Crenshaw was a criminal who had bribed and glad-handed his way out of trouble his whole life. He was dangerous.
Ending the call, Dobbs glanced toward the stairs. He thought he’d heard Bailey’s phone ring the same time his had. Maybe it was T.J. who’d called her.
It wasn’t.
Chapter Thirty-Nine
When Bailey’s phone rang at 4:30 that afternoon, she picked it up and saw the name on Caller ID.
María.
/> “I think we have a mutual acquaintance, do we not?” said a voice with a Russian accent. “Or perhaps I have a wrong number … Bailey. Perhaps you do not have a little sister.”
Bailey froze as still as a statue, unable to move or breathe.
Heaven to hell in a heartbeat.
Only minutes before – a mere handful of minutes -- she had been rocking Bethany!
She’d been reluctant to put the child down, reluctant to stop touching her, feared in that totally irrational way of psychotic fears that this part was just a dream. She had, after all, dreamed so often of being reunited with Bethany, of touching her, holding her, kissing her, and now the child was sleeping peacefully in her arms and it really did seem too good to be true.

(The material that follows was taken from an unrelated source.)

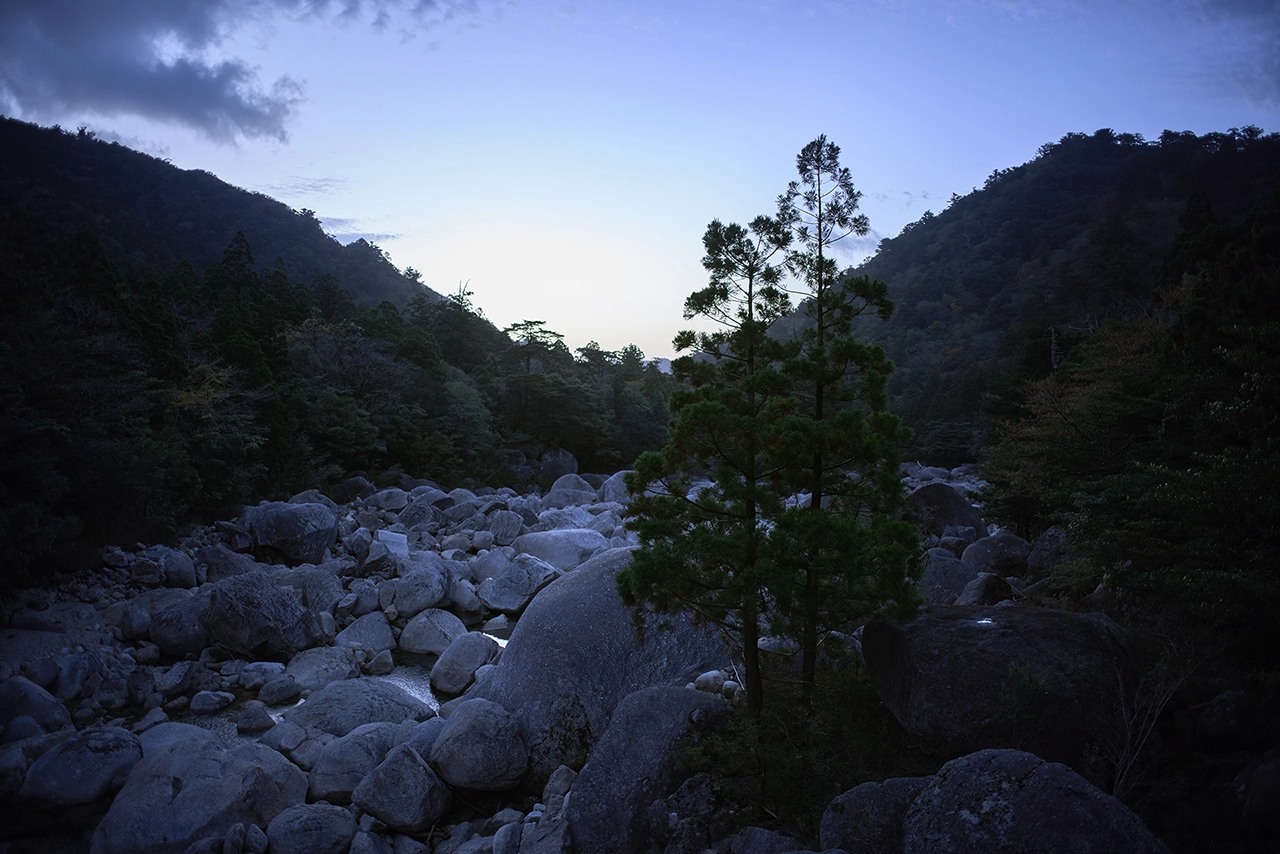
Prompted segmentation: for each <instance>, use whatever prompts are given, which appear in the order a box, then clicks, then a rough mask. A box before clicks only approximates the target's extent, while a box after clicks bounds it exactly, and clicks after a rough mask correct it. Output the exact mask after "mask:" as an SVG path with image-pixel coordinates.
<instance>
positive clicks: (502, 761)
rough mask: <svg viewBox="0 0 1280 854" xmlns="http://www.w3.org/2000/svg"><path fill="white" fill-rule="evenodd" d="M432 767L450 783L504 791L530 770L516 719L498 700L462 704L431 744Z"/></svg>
mask: <svg viewBox="0 0 1280 854" xmlns="http://www.w3.org/2000/svg"><path fill="white" fill-rule="evenodd" d="M431 766H434V767H435V769H436V771H438V772H439V773H440V777H443V778H444V781H445V782H448V784H449V785H451V786H458V787H462V789H475V790H477V791H506V790H507V789H511V787H513V786H515V785H516V784H517V782H520V778H521V777H522V776H524V775H525V771H527V769H529V754H527V753H526V749H525V740H524V739H522V737H521V735H520V725H518V723H517V722H516V718H515V717H512V716H511V713H508V712H507V709H504V708H502V707H500V705H498V704H497V703H492V702H489V700H485V699H479V698H477V699H470V700H466V702H463V703H461V704H460V705H458V707H457V708H456V709H453V714H451V716H449V720H448V721H445V723H444V729H443V730H440V735H439V736H438V737H436V739H435V744H433V745H431Z"/></svg>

Bailey didn’t know if Bethany normally took a morning nap — so much she didn’t know! — but she surely took one in the afternoon. Given how disturbed her sleep had been during that awful journey from Boston, the child should be exhausted and Bailey hoped she’d sleep for hours.
She got up carefully, but movement didn’t rouse the child. Then she recalled that Aaron had told her to stop tiptoeing around the house like a cat burglar while the baby slept. Bethany had to adjust to normal noises when she slept or every little thing would wake her up.

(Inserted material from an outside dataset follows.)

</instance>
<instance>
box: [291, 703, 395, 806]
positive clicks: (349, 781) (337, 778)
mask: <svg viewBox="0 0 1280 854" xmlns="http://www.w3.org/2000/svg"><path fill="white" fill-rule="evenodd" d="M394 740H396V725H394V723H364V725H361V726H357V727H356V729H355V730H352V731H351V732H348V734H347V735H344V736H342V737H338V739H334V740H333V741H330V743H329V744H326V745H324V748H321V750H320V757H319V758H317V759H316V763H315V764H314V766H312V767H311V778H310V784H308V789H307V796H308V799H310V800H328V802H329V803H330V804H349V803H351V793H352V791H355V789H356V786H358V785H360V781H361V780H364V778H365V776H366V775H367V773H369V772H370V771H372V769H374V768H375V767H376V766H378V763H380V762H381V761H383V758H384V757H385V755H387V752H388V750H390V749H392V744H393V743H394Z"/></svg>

Aaron. He was always so reasonable. So wise.
He’d made a similar observation about carrying the sleeping child into the apartment after she fell asleep in the car.
Just put her in bed and take her shoes off. She’ll be fine.
She smiled now, thinking of Aaron. It felt good to smile at the thought of him instead of the dagger of pain that stabbed into her heart at the memories.
She walked to the couch in the parlor, the brand new couch, thank you very much Raymond Dobson, and gently — but not carefully — laid the little girl down. Bethany wiggled, then put her thumb in her mouth and drifted back off. Bailey snuggled both the old and the new minion blankets around her and forced herself not to tiptoe out of the room. She didn’t close the door all the way, wanted to be sure somebody’d hear Bethany when she woke up.